People use this word pejoratively, but only because of a radical misunderstanding about the nature of knowledge, which just is subjective—a person, a subject, knows something. Michelle points out how Indigenous ways of knowing have not lost sight of the fact that they are embodied, shared in meaningful discourse, and vital in the life of a people.
So, what we need to understand about leadership is that it is always grounded in a specific outlook and can always be contested. In fact, it ought to be. A leader with beliefs that must not be contested is a danger to us all.
As Michelle remarked, “it’s not about more people getting a turn at being the boss. It’s about how we can get away from transactional, pseudo-objective approaches and create generative spaces from which a future can emerge.”
Where the work happens
We all need money to live, so having it, and how we make it, goes to the heart of issues of justice, equality and being able to make decisions about your own life and what matters to you. These are political and ethical issues.
In researching examples of what Indigenous leaders are doing in business, and co-founding the MURRA Indigenous Business Program, Michelle is also doing powerfully political work.
One of the things I really like about Michelle’s approach is that this is not about giving us a model of leadership that you can ‘apply’ in your organisation. The work of leadership never goes away. There are no shortcuts. For Indigenous business people, already aware of the work that is needed to take the lead in a business environment, her research gives examples that it can be done and how it might be done.
For large organisations, it demonstrates that it is worthwhile to sit down at the table with Indigenous people in good faith, rather than negotiate for what you know you have the power to get anyway. More than that, it shows that it is smart to sit down at the table with an open attitude to what might come of it and how you might get there.

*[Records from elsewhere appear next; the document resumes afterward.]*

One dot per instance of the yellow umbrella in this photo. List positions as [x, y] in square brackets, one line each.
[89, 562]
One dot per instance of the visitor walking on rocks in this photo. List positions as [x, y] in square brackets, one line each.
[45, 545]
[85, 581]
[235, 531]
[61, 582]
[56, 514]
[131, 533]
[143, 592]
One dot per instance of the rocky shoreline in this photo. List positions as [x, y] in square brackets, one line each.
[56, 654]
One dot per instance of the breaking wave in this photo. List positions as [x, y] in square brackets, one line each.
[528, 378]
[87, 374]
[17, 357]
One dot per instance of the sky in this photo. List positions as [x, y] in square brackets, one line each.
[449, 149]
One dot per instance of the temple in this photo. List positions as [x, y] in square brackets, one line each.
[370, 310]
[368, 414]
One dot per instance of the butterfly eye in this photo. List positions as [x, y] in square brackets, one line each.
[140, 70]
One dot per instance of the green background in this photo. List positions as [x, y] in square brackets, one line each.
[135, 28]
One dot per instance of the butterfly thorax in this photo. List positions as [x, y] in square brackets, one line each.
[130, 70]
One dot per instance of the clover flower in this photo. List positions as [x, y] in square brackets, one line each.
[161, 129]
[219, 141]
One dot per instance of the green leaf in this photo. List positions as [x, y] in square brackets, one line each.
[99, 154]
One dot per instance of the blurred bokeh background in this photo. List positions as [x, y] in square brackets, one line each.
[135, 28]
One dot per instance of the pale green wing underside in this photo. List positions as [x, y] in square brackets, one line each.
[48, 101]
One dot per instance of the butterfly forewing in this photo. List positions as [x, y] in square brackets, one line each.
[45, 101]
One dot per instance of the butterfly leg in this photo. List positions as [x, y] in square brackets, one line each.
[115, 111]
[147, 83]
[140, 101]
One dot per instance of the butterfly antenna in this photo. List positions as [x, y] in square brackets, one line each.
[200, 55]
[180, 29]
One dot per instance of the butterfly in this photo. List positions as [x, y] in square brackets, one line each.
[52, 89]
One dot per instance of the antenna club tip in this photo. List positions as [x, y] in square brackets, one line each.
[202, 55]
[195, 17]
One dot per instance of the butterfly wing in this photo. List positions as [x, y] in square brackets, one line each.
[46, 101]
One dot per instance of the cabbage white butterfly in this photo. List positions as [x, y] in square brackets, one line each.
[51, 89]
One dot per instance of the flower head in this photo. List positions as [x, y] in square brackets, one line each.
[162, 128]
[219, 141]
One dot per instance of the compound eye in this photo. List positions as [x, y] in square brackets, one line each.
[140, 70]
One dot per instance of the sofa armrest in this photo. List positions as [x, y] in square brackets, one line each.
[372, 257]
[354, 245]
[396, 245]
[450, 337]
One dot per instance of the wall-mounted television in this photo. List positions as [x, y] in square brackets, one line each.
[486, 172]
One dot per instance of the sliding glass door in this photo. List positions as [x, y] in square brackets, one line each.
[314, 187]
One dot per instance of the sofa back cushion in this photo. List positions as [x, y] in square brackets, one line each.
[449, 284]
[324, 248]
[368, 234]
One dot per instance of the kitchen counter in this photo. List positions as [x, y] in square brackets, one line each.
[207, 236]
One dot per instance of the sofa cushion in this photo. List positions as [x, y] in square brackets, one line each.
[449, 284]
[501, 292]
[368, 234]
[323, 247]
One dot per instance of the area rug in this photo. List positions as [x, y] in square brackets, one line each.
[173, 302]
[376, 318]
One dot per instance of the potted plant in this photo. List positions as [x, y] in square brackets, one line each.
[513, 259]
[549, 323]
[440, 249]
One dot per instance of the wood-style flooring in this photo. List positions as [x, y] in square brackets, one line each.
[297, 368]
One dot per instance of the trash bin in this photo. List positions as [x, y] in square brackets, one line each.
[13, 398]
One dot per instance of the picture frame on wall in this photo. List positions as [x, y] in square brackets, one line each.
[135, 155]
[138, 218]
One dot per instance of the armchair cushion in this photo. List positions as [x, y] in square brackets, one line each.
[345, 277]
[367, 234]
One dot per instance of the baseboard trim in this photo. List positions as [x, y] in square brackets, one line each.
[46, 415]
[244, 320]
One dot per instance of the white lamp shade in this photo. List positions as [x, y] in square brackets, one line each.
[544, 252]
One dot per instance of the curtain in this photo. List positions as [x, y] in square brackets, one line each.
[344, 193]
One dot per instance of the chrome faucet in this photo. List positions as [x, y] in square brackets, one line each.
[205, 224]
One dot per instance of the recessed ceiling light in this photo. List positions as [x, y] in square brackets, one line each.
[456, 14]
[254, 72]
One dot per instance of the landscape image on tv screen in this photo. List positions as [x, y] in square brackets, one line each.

Sometimes the future is not clear, but everything is telling us that we cannot go on this way. The uncertainty we face now is an opportunity to “get beyond the edges of our own knowledge”, as Michelle said. The work of leadership she describes offers a way to get beyond those boundaries, with collective action, so that we create something new, whether that is in a political space, in a process of research and development, in art, or in ways of doing business together.
My sincere thanks to Michelle for the generosity of her time and thought with so much changing around us all.